Nel pieno di una Formula 1 sempre più tecnologica e silenziosa, c’è chi sogna di riaccendere l’emozione pura del motorsport. Anthony Hamilton, padre di Lewis Hamilton, ha deciso di trasformare quella nostalgia in un progetto concreto, annunciando la nascita di una nuova categoria chiamata HybridV10. Un’idea che guarda al futuro senza rinnegare il passato e che, per filosofia e contenuti, potrebbe trovare un sostenitore d’eccezione in Max Verstappen, da sempre dichiaratamente innamorato del sound dei V10.

HybridV10, il ritorno all’essenza delle corse

Il concetto alla base di HybridV10 è tanto semplice quanto ambizioso: riportare al centro ciò che ha reso le corse automobilistiche iconiche. Anthony Hamilton lo ha spiegato con chiarezza, descrivendo una serie fondata su autenticità, competizione reale e controllo dei costi. “Vogliamo tornare a un motorsport vero, fatto di rumore, duelli e opportunità aperte, con regole chiare e senza inutili complicazioni”, è il senso del messaggio lanciato. Il riferimento ai V10 non è solo tecnico ma culturale: motori che evocano un’epoca in cui il suono faceva parte dello spettacolo tanto quanto i sorpassi. HybridV10 non nasce però come semplice operazione nostalgica, ma come piattaforma moderna, capace di integrare tecnologia ibrida e sostenibilità senza sacrificare l’identità racing.
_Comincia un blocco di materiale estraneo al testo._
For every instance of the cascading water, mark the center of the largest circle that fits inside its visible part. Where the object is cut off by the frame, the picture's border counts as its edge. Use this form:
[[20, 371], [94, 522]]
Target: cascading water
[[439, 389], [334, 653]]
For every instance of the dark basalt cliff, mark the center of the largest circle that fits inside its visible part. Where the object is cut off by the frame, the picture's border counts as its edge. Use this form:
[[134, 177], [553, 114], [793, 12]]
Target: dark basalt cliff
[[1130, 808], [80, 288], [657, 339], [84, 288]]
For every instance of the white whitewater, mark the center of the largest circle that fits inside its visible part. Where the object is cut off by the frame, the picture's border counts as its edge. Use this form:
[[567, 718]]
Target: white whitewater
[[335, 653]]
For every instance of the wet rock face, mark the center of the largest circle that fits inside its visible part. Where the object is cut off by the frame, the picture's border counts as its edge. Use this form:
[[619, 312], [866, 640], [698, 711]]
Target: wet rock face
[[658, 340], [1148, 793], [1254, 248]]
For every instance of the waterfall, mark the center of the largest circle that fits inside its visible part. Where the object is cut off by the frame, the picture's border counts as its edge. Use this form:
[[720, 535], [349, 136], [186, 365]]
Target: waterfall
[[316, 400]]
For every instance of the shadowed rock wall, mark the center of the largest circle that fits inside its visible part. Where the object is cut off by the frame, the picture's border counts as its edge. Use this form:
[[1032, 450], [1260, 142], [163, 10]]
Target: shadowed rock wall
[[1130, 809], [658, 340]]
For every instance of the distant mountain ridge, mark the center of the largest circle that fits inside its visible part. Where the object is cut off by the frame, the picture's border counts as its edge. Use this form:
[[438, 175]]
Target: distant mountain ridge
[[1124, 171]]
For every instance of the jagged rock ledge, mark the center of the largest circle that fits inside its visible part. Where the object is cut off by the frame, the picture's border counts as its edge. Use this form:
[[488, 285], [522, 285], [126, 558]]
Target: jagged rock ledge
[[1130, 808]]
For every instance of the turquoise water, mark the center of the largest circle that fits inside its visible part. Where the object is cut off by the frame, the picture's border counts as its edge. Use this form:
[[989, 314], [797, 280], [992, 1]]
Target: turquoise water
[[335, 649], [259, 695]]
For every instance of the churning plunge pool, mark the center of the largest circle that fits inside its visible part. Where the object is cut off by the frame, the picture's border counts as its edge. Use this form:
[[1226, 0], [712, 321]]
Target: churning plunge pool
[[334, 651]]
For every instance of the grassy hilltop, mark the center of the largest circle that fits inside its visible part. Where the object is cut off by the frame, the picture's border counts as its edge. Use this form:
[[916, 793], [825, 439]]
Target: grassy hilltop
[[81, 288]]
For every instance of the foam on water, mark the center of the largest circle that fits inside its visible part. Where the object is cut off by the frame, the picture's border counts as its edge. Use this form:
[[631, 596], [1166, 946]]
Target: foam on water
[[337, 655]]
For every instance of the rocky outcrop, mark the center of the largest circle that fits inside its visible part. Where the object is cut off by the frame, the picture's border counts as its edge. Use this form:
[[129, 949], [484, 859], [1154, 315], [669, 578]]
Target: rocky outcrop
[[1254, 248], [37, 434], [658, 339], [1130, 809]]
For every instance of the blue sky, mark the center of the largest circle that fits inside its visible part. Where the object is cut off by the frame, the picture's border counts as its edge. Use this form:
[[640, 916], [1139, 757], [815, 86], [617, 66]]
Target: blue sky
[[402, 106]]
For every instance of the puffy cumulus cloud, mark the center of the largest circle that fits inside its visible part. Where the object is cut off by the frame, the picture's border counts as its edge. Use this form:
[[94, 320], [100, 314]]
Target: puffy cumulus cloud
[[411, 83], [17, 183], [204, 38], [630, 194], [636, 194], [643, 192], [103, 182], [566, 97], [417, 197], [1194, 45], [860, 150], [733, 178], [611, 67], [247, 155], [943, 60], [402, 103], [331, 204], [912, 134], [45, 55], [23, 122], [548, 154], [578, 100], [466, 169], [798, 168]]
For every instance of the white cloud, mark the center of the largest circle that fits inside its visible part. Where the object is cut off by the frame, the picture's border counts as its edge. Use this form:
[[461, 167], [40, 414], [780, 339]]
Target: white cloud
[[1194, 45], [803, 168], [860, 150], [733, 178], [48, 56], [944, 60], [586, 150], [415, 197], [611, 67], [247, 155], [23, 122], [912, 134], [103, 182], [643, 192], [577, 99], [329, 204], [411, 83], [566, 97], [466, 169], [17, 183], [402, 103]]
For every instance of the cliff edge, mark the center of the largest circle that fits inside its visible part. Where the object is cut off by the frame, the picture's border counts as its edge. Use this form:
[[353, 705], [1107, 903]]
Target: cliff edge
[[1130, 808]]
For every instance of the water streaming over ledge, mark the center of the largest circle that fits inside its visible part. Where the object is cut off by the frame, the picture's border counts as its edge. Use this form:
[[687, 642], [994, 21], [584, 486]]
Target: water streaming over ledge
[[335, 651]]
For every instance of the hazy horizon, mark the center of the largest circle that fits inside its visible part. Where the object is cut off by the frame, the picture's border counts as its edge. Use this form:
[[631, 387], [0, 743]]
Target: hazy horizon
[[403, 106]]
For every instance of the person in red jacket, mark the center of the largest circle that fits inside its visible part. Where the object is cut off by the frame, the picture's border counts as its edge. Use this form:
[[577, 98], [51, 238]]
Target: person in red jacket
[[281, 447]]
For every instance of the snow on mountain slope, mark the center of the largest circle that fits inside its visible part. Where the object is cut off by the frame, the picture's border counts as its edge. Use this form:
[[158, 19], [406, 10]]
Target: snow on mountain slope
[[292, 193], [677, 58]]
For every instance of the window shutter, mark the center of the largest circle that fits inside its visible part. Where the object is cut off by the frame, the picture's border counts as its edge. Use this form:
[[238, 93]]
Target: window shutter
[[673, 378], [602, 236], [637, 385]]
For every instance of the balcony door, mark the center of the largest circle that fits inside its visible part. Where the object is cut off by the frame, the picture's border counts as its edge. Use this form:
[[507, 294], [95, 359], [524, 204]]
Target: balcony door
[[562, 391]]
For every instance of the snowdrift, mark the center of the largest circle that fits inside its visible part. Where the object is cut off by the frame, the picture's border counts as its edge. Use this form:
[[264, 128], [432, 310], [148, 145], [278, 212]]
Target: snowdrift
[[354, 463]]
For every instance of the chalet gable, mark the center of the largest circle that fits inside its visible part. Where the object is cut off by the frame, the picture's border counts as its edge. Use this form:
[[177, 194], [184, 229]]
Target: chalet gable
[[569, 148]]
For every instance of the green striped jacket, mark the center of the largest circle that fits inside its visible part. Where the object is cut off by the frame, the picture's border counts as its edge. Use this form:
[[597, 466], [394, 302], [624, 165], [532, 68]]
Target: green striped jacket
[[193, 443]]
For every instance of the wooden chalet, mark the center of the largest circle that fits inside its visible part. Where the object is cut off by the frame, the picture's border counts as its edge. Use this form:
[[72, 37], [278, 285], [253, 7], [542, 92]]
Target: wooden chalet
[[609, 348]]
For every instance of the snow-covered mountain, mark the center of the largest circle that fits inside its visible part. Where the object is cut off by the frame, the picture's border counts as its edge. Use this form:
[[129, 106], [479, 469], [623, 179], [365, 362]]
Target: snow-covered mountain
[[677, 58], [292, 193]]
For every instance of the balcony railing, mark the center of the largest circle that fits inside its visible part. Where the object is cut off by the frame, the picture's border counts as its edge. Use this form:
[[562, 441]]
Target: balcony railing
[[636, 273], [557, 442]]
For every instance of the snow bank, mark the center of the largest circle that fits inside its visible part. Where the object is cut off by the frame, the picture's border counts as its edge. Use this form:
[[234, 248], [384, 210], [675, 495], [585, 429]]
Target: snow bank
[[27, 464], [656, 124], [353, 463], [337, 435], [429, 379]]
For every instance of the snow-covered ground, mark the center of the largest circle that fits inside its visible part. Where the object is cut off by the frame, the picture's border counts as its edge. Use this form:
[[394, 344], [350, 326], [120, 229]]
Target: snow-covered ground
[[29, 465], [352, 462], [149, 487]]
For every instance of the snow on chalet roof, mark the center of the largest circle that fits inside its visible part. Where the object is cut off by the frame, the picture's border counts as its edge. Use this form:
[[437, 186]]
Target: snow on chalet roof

L’obiettivo dichiarato è creare una categoria indipendente, credibile e accessibile, in grado di attrarre team, piloti e pubblico stanchi di format troppo chiusi e costosi.

Un festival globale che guarda ai tifosi

La visione di Hamilton senior va oltre il concetto tradizionale di campionato. HybridV10 viene presentata come un vero e proprio festival globale del motorsport, con eventi itineranti pensati come destinazioni, non solo come gare. “Non sarà soltanto una serie di corse, ma un’esperienza che unisce competizione, cultura e partecipazione dei fan”, ha spiegato, sottolineando l’importanza del coinvolgimento diretto del pubblico. In questo contesto, l’attenzione al sound dei V10 assume un valore simbolico forte, in linea con le posizioni di Verstappen, che più volte ha criticato l’eccessiva silenziosità della F1 moderna. Il campione olandese non è direttamente coinvolto nel progetto, ma la sua sensibilità verso il lato emozionale delle corse rende naturale immaginare una sua simpatia per un’iniziativa del genere. HybridV10 si propone così come alternativa culturale prima ancora che sportiva: un richiamo a ciò che ha fatto innamorare generazioni di appassionati, reinterpretato con una struttura sostenibile e aperta, capace di convivere accanto alla Formula 1 senza volerla imitare.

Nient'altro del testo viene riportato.